Leggi le ultime sentenze su: contratto telefonico e cattivo funzionamento della rete telefonica; compagnia telefonica; disservizio linea telefonica; danno da perdita di chance; mancato funzionamento della linea telefonica dello studio; frequente caduta della linea; prova specifica dell’utente.

La linea telefonica aziendale non funziona? La compagnia telefonica risponde del danno da perdita di chance.

Contratto di utenza

Gli acquisti sostenuti dai legali per l’esercizio della professione, tra cui i testi giuridici, la stipula di una Rc professionale, l’appalto dei servizi di pulizia o la somministrazione di luce, gas e servizi telefonici per l’attività dello studio, sono da considerarsi “atti della professione” e, in quanto tali, non sono riconducibili alla normativa in favore dei consumatori. A ricordarlo è la Cassazione che ha accolto il ricorso di Wind Telecomunicazioni contro un avvocato che aveva ottenuto un risarcimento di oltre 20mila euro per il danno patrimoniale e non patrimoniale dovuto al mancato funzionamento della linea telefonica dello studio.

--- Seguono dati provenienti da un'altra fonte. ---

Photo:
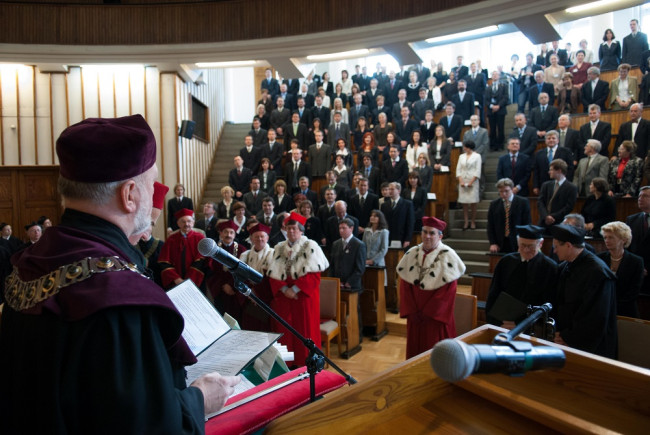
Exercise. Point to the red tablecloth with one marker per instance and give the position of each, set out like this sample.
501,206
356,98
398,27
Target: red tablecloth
258,413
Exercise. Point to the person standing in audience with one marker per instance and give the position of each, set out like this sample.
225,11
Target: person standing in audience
428,278
586,296
526,275
468,173
625,171
595,90
557,196
179,202
636,130
628,267
593,165
526,134
624,90
634,44
294,275
545,156
375,237
599,208
639,224
505,214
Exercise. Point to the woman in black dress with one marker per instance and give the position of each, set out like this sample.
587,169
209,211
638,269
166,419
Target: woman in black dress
609,52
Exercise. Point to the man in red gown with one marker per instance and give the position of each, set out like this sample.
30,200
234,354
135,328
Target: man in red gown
179,257
295,283
428,275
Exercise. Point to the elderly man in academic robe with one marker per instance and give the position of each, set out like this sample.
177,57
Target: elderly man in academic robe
258,257
295,283
221,284
179,257
428,276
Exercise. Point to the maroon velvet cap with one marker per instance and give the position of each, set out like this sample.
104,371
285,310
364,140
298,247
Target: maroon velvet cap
102,150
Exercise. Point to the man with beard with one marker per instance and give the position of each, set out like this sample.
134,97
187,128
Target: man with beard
84,333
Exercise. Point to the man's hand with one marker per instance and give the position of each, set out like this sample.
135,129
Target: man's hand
216,389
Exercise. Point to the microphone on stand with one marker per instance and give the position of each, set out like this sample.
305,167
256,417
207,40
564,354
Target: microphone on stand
208,248
454,360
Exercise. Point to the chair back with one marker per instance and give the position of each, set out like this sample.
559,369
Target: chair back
465,313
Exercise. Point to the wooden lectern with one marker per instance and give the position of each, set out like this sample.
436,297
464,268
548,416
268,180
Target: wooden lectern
590,394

Per la Corte, i giudici di merito hanno errato nel non accogliere l’eccezione di incompetenza territoriale avanzata dall’operatore telefonico, ritenendo applicabile il foro del consumatore in considerazione della disparità economiche tra i due soggetti in causa. Per i giudici, invece, il contratto di utenza rientra tra gli atti professionali e, a ogni modo, le differenze economiche esistenti tra te parti di un contratto, da sole, non giustificano l’applicazione delle norme dettate per i contratti dei consumatori.

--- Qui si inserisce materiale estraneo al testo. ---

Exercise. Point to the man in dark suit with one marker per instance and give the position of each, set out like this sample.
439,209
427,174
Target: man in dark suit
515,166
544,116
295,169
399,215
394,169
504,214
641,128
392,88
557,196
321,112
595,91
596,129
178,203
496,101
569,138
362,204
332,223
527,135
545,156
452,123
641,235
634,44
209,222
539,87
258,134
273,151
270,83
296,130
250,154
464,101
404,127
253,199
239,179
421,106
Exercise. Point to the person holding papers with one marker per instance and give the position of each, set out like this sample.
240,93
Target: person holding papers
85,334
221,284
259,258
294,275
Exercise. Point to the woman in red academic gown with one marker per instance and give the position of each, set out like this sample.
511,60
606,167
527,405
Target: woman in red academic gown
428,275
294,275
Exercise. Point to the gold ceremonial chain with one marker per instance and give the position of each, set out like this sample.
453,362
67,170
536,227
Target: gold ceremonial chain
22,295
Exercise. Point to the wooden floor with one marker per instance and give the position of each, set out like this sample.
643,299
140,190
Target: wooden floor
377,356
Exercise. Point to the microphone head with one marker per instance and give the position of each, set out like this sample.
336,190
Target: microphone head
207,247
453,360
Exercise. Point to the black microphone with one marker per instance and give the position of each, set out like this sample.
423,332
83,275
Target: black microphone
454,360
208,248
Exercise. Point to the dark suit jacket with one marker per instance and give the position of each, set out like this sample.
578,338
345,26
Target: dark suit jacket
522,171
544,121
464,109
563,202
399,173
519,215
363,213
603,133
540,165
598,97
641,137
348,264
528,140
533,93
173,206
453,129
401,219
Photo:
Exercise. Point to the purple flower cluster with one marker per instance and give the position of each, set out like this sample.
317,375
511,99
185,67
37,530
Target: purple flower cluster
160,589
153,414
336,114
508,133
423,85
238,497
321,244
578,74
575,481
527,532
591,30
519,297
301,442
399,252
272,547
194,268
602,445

Cassazione civile sez. III, 26/09/2018, n.22810

Prova del danno da perdita di clientela

Per il risarcimento danni da perdita di clientela già acquisita, causati da un disservizio della linea telefonica, non è utile al fine di dimostrazione la differenza di fatturazione l’allegazione delle fatture limitate al medesimo periodo dell’anno precedente rispetto a quello del disservizio con dati non omogenei, in considerazione del fatto che “gli effetti” dei danni si avranno nella fatturazione successiva a quella del disservizio, e pertanto il confronto andrebbe fatto con quella fatturazione delle annualità precedenti. La fatturazione dell’anno precedente coincidente con il disservizio non può far prova delle perdite economiche subite ai fini della sussistenza e della quantificazione.

Corte appello Napoli sez. III, 19/02/2020, n.796

Linea telefonica interrotta durante le feste 

La perduta possibilità di disporre d’un telefono funzionante durante le feste natalizie non costituisce né una ipotesi di reato, né una lesione di diritti della persona costituzionalmente garantiti: non ricorreva dunque, nella specie, alcuna delle ipotesi cui l’art. 2059 c.c..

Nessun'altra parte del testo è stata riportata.